By tracking the carbon impact of your spending in real-time and showing you ways to reduce and offset it, CoGo aims to make ethical living easy. Daniel Fahey tries it out
Like most people living through the English lockdown, I haven’t been anywhere in weeks, except to go food shopping or complete my shifts at a cafe. Opportunities to spend money have been limited. I’ve bought a few birthday gifts – mainly from local, independent shops – and yet my carbon footprint this month remains stubbornly high; the same as cutting down 12 trees.
At least that’s according to CoGo, an app I’m using to track the impact my spending has on the environment. It reckons I’m culpable for 718kg of CO2. That’s like driving from Land’s End to John o’Groats and back with a spare 33 miles in the tank for detours or roadworks.
The results are so alarming that I’m now thinking twice about ordering my grandmother the Anton du Beke novel she wants for her birthday (not just for environmental reasons, admittedly). And I’m actively looking at ways to lower my footprint to 180kg a month, the level the app tells me is sustainable.
Described as ‘the first ethical recommendation engine’, CoGo was founded by Ben Gleisner, an environmentalist from New Zealand who wanted to help consumers switch their spending to companies that shared their values.
“Ben realised that government policy would only go so far in terms of driving change at pace and critical to creating this change is empowering consumers with better information to make informed choices to benefit people and planet,” explains Emma Kisby, CoGo’s managing director.
“We’re firm believers that everybody should be progressing to a stage where your spend is seen as a vote – a vote in your local economy, a vote for your favourite businesses, a vote for your political leanings and a vote for the world you want to see.”
As well as helping encourage more sustainable shopping, the app allows users to offset carbon by donating to projects overseen by Southpole, a social enterprise that works with governments and businesses to decarbonise the economy.
“All of Southpole’s projects adhere to internationally recognised standards for emissions reduction projects and are audited regularly by independent third-party organisations to ensure additionality and environmental integrity of projects,” says Kisby.
The CoGo app has been downloaded more than 50,000 times globally. And it has more than 20,000 UK businesses listed on it, all of which have been approved by partners including the Carbon Trust, the Sustainable Restaurant Association, Social Enterprise UK, Co-Operatives UK and the Living Wage Foundation. It’s a sizeable figure, but for CoGo to offer complete coverage of the UK, it will need many more independent shops and high street retailers to sign up.

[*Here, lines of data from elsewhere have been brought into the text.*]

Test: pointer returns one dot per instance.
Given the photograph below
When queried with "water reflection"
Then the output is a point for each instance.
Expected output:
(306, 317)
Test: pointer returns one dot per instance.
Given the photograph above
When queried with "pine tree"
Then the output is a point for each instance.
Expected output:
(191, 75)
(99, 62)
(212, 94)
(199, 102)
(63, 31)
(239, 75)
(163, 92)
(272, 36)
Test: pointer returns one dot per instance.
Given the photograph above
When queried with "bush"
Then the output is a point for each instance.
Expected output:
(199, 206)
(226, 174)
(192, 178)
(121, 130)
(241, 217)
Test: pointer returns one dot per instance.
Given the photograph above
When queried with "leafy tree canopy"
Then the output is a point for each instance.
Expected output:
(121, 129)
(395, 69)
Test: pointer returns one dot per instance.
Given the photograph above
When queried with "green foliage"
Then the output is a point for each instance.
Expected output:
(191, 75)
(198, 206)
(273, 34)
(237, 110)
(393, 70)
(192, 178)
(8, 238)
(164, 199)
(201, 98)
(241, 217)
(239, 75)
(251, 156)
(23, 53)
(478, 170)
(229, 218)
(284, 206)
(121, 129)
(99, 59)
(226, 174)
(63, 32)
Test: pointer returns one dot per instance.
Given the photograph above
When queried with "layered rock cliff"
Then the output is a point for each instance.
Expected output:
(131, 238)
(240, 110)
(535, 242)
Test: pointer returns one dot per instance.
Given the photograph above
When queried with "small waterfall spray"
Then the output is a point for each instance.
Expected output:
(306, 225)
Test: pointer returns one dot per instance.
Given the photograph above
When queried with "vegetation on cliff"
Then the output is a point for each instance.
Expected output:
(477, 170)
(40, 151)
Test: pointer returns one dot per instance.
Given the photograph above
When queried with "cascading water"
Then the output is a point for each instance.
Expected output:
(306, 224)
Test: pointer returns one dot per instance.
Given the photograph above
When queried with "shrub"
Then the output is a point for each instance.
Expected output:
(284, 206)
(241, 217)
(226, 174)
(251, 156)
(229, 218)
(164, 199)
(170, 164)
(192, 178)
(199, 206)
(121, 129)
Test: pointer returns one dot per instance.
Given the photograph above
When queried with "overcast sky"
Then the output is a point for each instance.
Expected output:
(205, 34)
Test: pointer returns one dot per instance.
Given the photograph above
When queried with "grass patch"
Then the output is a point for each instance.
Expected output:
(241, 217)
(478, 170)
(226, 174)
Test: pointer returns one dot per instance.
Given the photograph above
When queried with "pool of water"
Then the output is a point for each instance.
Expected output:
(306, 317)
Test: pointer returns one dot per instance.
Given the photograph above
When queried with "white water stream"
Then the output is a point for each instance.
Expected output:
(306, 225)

Critical to driving [positive] change is empowering consumers with better information to make informed choices
Back on the app and I’m being praised for the positive impact I had on the environment in December. Apparently, I saved 135kg of CO2 by being on a renewable energy tariff and by being vegetarian (this was an approximation as the app can’t tell, say, whether I’m buying Peruvian or British blueberries). It also suggests ways I could further reduce my impact, including composting my food waste and renting clothes instead of buying new. Extending the lifespan of a garment by just three months can reportedly lead to a 5-10 per cent reduction in each of the carbon, water and waste footprints.

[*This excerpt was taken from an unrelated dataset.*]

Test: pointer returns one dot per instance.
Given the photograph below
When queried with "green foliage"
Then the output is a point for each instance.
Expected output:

One of the companies on the app is Hurr, an online fashion rental platform with a pop-up store in Selfridges, London. “As carbon tracking heats up as an industry, it’s important that Hurr customers can easily understand how CO2 tracking works and the positives of renting rather than buying new,” explains its co-founder, Victoria Prew.
As well as measuring the carbon impact of individual users, the app employs sustainability experts and in-house fact-checkers to monitor the practices of listed businesses. They assess whether companies are reducing waste, paying a fair living wage or donating to social and environmental charities. CoGo also provides feedback to brands to help them improve sustainability.
“There’s an incredible growing urge from people to want to affect change with their purchasing power and CoGo has found a way to harness this brilliantly,” says Iona Ratcliffe, CMO at Ocean Bottle, which makes reusable drinks bottles and funds plastic waste clearance in the Philippines, Brazil, Indonesia and Haiti. “Their users are exactly the kind of users that represent our community so it’s a good synergy. Plus, it feels great to be part of the future of commerce.”
As well as helping the planet, the CoGo app identifies businesses that pay staff a Living Wage. Raised to £9.50 across the UK and £10.85 in London in November 2020, the Living Wage is a voluntary scheme to help businesses pay employees a fair salary. It differs from the government’s National Living Wage, which is £8.72.
“Being paid the real Living Wage has made a big difference to me,” says Luke Parker, a barman at the Pembury Tavern in Hackney. “It means I am no longer working constantly just to pay the bills.”
According to CoGo, I spent just 6.3 per cent in businesses that pay the Living Wage in December. This is something I can soon address: my local bookshop is a Living Wage employer – and it’s got a copy of Anton du Beke’s One Enchanted Evening.